With a gasoline rebate offer yet to recharge stalled motor-home sales, Winnebago Industries Inc. has cut back to a four-day work week and says it will begin laying off white-collar workers. The recent moves by the recreational vehicle giant are a dramatic illustration of how a business already hurting from softness in the economy has been walloped by the unexpected, in this case a stunning rise in fuel prices since Iraq's invasion of Kuwait nearly three months ago.

An industry analyst said Winnebago appears to be taking the right steps to return to profitability once the gasoline price outlook and the nation's economic prospects brighten.

Analyst Michael Sabbann, who follows the recreational vehicle industry for the Minneapolis investment firm of Piper Jaffray & Hopwood, also said Winnebago is not alone and that other manufacturers are in a bind.

The Commerce Department said Wednesday that orders to U.S. factories of durable goods, such as appliances and vehicles designed to last three years or more, fell 1.7 percent in September.
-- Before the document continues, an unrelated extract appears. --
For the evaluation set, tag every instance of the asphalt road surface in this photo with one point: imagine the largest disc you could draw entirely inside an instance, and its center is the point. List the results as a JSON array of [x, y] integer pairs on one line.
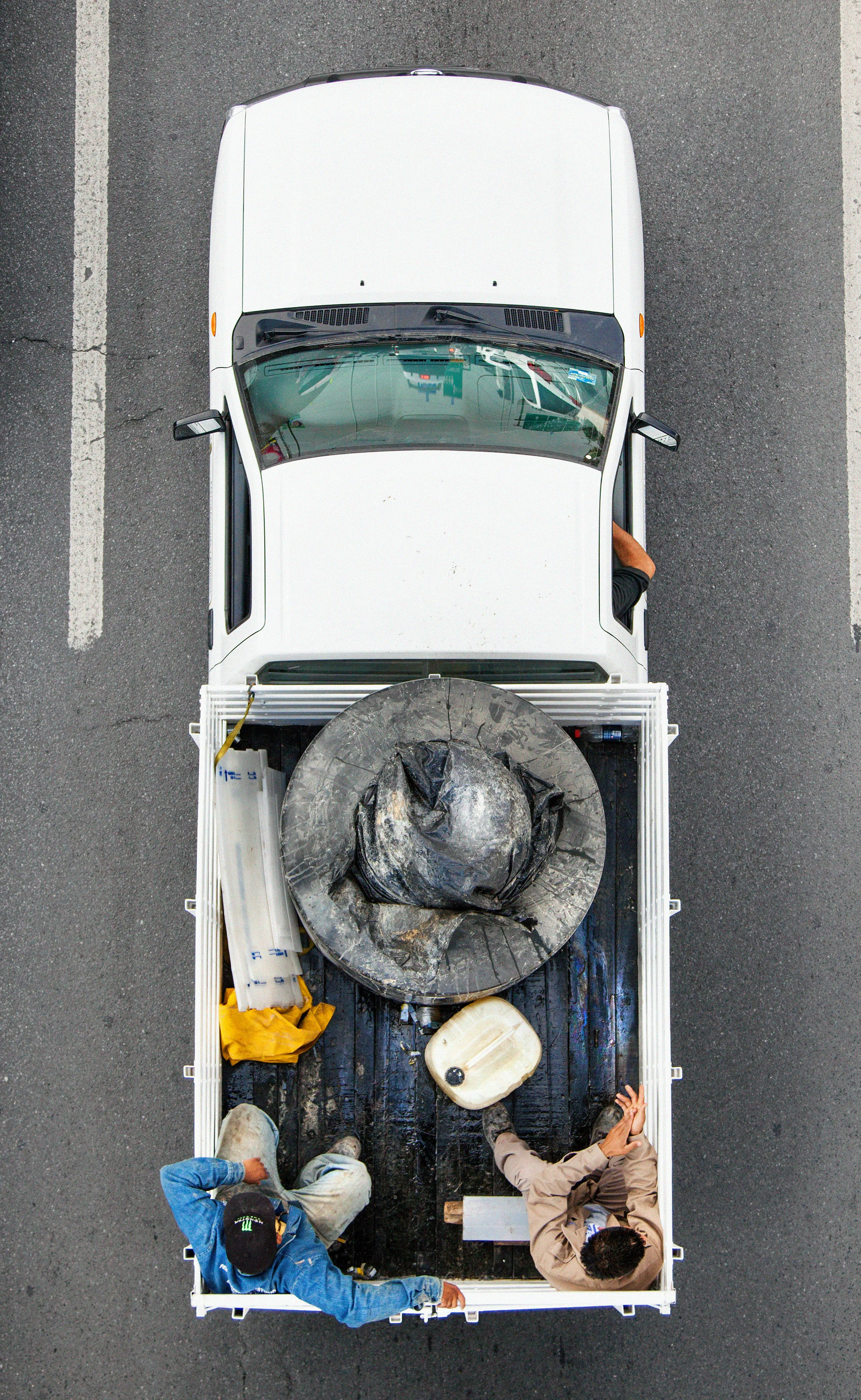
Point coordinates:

Transportation orders fell 6.8 percent.

Winnebago, with products priced at $27,000 and up, has reported five straight quarterly losses and had a record $17.8-million loss in the fiscal year that ended Aug. 25 as sales fell 23 percent from the previous year.

In May, directors suspended semiannual dividends to shareholders. In late September, Winnebago began layoffs and temporary factory shutdowns.
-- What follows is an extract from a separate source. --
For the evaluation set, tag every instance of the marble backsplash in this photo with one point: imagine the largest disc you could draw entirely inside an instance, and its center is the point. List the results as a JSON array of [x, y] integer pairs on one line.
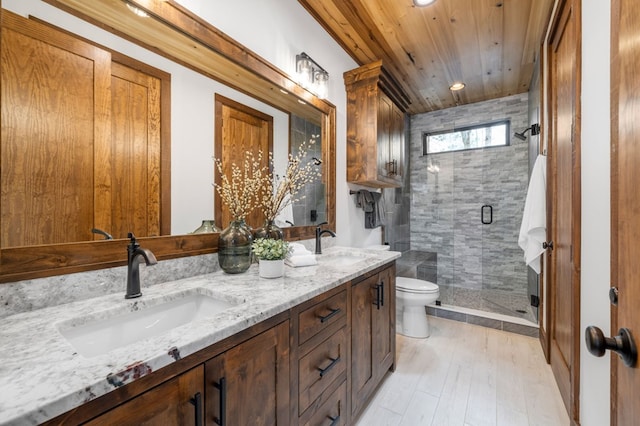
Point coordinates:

Earlier this month, it began offering rebates to new buyers, guaranteeing to reimburse gasoline expenses above $1 a gallon for the first 12 months or 12,000 miles of ownership, whichever came first.

Sheila Davis, a Winnebago spokeswoman, said Wednesday that the rebates have not led to any noticeable increase in sales. "It's a little too early to tell" about the success of the program, she said.

She said company factories in the Iowa communities of Forest City, Hampton and Lorimor have been on Monday-to-Thursday schedules since last week, with 1,000 production workers idled each Friday. The four-day week will continue indefinitely, she said.

An additional 500 workers were laid off since the end of September with no plans to recall them. Later this week, an austerity program will be announced that will include layoffs among the ranks of 800 office workers, supervisors and executives, she said.

"Unfortunately, those are the things that have to be done," Sabbann said. "The whole industry cycle has turned against them."

But he said Winnebago is in a good position to regain ground once the economy improves. He noted the company's claim to more than 60 percent of the market in sales of micro-mini motor homes, a more fuel-efficient recreational vehicle that has taken a growing share of the RV business.